Dans les pays du Maghreb, le système dictatorial a détruit la société civile et toute possibilité d'opposition légale, sauf quand elle est, comme au Maroc, domestiquée. En Tunisie, si l'armée a encore quelque crédit (mais elle a soutenu Ben Ali, qui est sorti de ses rangs), en Algérie, elle est complètement grillée. La culture laïque est plus développée en Tunisie qu'en Algérie, où les islamistes ont toujours eu quelque puissance, selon le degré de répression.
En fait, la plupart des jeunes Maghrébins souhaitent émigrer dans les pays occidentaux, ce qui enlève aux projets de transformation politique une grande partie de sa crédibilité et de son énergie, comme lorsque l’eau s’évacue en atténuant la pression sur les digues.
Le plus plausible est un effondrement, une implosion, qui reconduira un système autoritaire, seul moyen d’encadrer durablement une société qui se délite.
Les pays musulmans du Sud de la Méditerranée ont connu des parcours historiques différents, chacun ayant sa personnalité , mais ils ont reçu l’empreinte de l’empire ottoman, avec l’existence des beys ainsi qu’une structure tribale de la société, et une occupation coloniale qui a tendu à détruire cet atavisme en même temps qu’elle fondait, contre lui, des nations.
Cependant, la décolonisation s’est produite trop tard, au moment où le concept national s’étiolait et laissait place à de vastes entités impériales, d’abord lors de la Guerre froide, puis, l’URSS s’étant effondrée, lorsque la mondialisation de l’économie et une division inédite du travail ont intégré ces pays périphériques dans un vaste processus de déracinement. Seuls des mastodontes comme la Chine, le Brésil et l’Inde sont capables de surnager. Les autres ont coulé, comme Cuba ou certains pays africains, ou bien sont devenus des sous-traitants du système financier international, qui délocalise à tout va, à moins qu’ils ne servent de parcs à touristes en mal de soleil.
Comme dans les anciennes puissances coloniales, la précarisation, la fragilisation des solidarités, des existences et des certitudes politiques ont entraîné une crise.
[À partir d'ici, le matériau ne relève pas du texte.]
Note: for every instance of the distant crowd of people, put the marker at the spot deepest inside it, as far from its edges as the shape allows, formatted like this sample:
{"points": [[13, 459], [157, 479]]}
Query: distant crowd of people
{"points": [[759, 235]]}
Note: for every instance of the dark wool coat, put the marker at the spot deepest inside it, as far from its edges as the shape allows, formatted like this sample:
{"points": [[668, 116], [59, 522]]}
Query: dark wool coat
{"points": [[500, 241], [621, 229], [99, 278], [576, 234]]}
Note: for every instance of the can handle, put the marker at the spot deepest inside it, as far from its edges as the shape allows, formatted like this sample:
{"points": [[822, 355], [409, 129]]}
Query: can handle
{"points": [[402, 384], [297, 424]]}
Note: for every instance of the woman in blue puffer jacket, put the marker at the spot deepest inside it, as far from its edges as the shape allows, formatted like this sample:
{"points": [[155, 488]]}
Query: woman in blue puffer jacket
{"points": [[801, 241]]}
Les jeunes Algériens, Tunisiens et Marocains sont confrontés au même nihilisme que rencontrent les jeunes Européens, à la même société de consommation, à la même dilution dans la permissivité, l’hédonisme de bas étage. C’est d’ailleurs l’une des sources de l’émergence de l’islamisme, comme l’évangélisme est une réponse dans d’autres endroits du monde. Toutes proportions données, la situation de ces pays, si l’on suit un itinéraire qui va du Sud vers le Nord en passant par des pays comme la Grèce, le Portugal, l’Espagne etc., n’est pas si diamétralement étranger à ce qui se dessine en terme de destin pour l’Europe. Si les méthodes de gouvernement ici sont moins brutales, et nos équipes dirigeantes moins ouvertement corrompues, elles en prennent le chemin. Autrefois, on parlait de convergence entre l’Est et l’Ouest. Maintenant, celle-ci s’exerce entre le Nord et le Sud.
Quel va être l'avenir ?
Par contrecoup, le séisme nous atteindra, dans une atmosphère déjà passablement délétère.
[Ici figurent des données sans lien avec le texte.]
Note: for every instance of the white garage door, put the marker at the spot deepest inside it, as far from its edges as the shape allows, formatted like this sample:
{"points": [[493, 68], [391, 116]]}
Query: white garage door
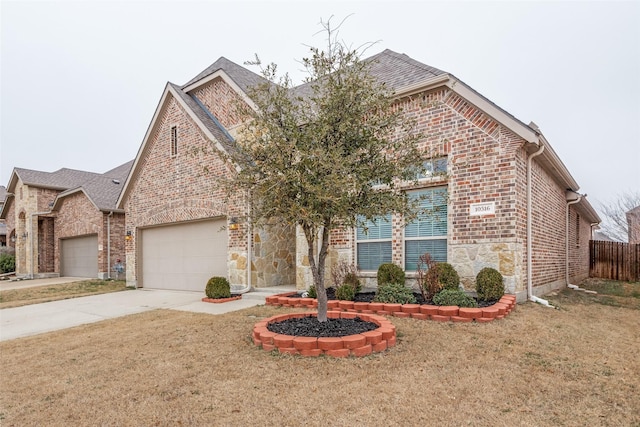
{"points": [[80, 256], [184, 256]]}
La Tunisie ne serait-elle pas d'une certaine façon cet avenir ?
Ill faut assurément construire une Eurasie forte. Et nécessairement, il nous faudra une politique méditerranéenne, c’est-à-dire intégrer, d’une façon ou d’une autre, les pays du Sud méditerranéen, à la nouvelle civilisation européenne (en éjectant la flotte américaine).
Les Romains ne nommaient-ils pas la Méditerranée Mare nostrum ?

Écrit par : Claude BourrinetClaude Bourrinet | jeudi, 20 janvier 2011

Merci monsieur Bourrinet pour cette excellente réponse, qui vaut un article! Et qui pourrait lancer un bon débat... En Europe du Nord, règne effectivement une incompréhension totale et un rejet instinctif de tout ce qui relève de la rive méridionale de la Méditerranée.